In my conference paper, I focus on the example of Galton’s composite photography. These photographs have been read as part of an enterprise involving a semiotics which codes the body in terms of invisible states, whether these involve behavioural tendencies, or deviance from norms. As Anne Golomb Hoffman correctly observes (2009), the kinds of nineteenth-century endeavours represented by photography of mentally-ill patients at the Salpetriere are related to earlier practices such as phrenology; Galton’s work, too, I’d argue, provides a scientific ‘cover’ for older ideas. His theories of the ‘types’ revealed through composite photography flatten out or attenuate notions of individuality or uniqueness by positing universal, visually-identifiable identities. Galton develops these types as part of his fascination with statistical and other forms of patterning. His project ends up reinforcing long-established social stereotypes involving criminality and deviance. Yet our repulsion at such stereotyping has obscured other dimensions of Galton’s photography, evident in his reflections on the nature of photography and portraiture, as well as the “physiognomy” of disease. My paper examines some of these essays and asks whether aspects of Galton’s obsessions in effect prefigure current scientific endeavours in the age of the Human Genome and other such projects.
Childhood Depression and the Picture Book: Shaun Tan’s The Red Tree
The University of Notre Dame, Australia
This paper is a study of childhood depression as depicted in the award-winning picture book, The Red Tree (2001), written by and illustrated by Australian author Shaun Tan. The Red Tree presents a day in the life of a young girl ‘with nothing to look forward to’ (Tan 2001, p.1). Her subjective state is portrayed in a series of architectural metaphors which invoke a dystopic imaginary. Inspired by Georg Simmel’s argument that the preservation of the self in a modern city is the central problematic of modernity, this paper reflects upon Tan’s images of alienation and subjective ‘atrophy’ as the girl is faced with ‘the rapid change in external stimuli’ (Simmel 1969, p. 58) in a progressively mutating metropolis.

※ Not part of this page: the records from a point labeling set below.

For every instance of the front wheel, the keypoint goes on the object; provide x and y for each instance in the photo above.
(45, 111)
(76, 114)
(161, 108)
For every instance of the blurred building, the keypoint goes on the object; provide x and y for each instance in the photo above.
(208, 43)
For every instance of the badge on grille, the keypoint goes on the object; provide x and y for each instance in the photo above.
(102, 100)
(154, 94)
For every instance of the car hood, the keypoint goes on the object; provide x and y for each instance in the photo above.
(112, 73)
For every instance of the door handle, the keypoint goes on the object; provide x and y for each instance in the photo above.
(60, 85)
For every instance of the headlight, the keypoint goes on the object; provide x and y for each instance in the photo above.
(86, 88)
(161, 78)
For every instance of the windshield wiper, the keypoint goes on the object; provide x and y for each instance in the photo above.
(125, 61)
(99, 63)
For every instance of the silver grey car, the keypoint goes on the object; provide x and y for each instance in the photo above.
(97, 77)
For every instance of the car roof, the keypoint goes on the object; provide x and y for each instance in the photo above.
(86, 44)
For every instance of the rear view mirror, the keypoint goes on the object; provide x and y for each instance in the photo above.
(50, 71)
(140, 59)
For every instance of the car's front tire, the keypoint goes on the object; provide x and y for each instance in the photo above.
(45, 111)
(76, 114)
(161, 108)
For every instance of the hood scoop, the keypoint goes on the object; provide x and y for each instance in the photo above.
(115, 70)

While the theme of the metropolis dominates in The Red Tree, Tan also charts the girl’s emotional states through a rich repertoire of fantastic images revealing of states of turmoil, isolation and depersonalisation: the girl is at one time lost at sea or trapped in a bottle, then alone in a desert or on stage as a puppet. The girl’s subjectivity simultaneously becomes and is projected into her environment. The red leaf, which appears on each page, becomes the transcendent symbol of hope and ‘disalienation’ which eventually restores a sense of self.
Tan’s work is suggestive of the contemporary reality of childhood depression in an increasingly urbanised world. The complex interaction of the visual and lexical symbols make the picture book a powerful and sophisticated mode of expression which can be used for therapeutic ends.